Monday, 12 December 2011

God Rest Ye Merry Money-Men

A little broadsheet ballad for the 2011 Christmas season :

God rest you merry money-men; let nothing you dismay :
remember that our government will not stand in your way.
However much you foul it up you'll still get bonus pay

. . . so it's tidings of comfort and joy for Bullingdon Boys, (1)
yes it's tidings of comfort and joy!

You've got the politicians tamed like monkeys in a zoo;
Besides, an awful lot of them are wheeler-dealers too!
You're "all in it together" — so there's little we can do.

. . . but it's tidings of comfort and joy for Bullingdon Boys,
yes it's tidings of comfort and joy!

If tax is inconvenient there is no need to shout.
Your Man in Inland Revenue will help you sort it out
with dodgy deals in Switzerland — the tax-avoider's tout.

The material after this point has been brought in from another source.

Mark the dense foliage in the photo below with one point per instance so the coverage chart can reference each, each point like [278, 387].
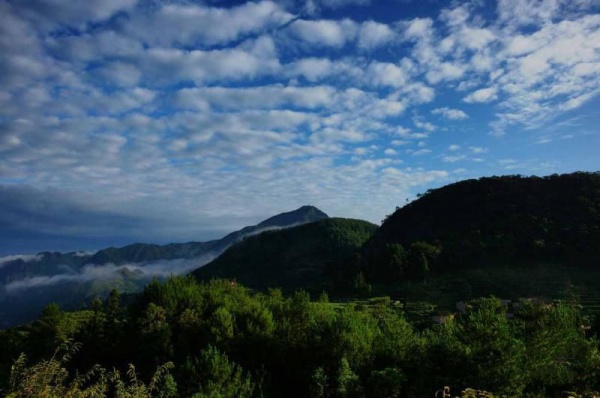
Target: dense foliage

. . . yes, it's tidings of comfort and joy for Bullingdon Boys,
yes it's tidings of comfort and joy!

You had an anxious moment when an obstacle you dread —
tighter European regulation — raised its head,
but Cuddly Dave has gone and got you off the hook instead

. . . so it's tidings of comfort and joy for Bullingdon Boys,
yes it's tidings of comfort and joy!

So Christmas has come early for financiers one and all.
Mervyn King can fulminate but, safe in marble halls(2)
the one per cent can celebrate; the rest go to the wall

. . . and it's tidings of comfort and joy for Bullingdon Boys
yes it's tidings of comfort and joy!

Dick Wolff

(1) the Bullingdon Club : an élite Oxford University drinking and dining club in which the Prime Minister, Chancellor of the Exchequer and Mayor of London were contemporaries

(2) an old music hall ballad : "I dreamt I dwelt in marble halls, with vassals and serfs at my side; and of all who assembled within those walls, that I was the hope and the pride."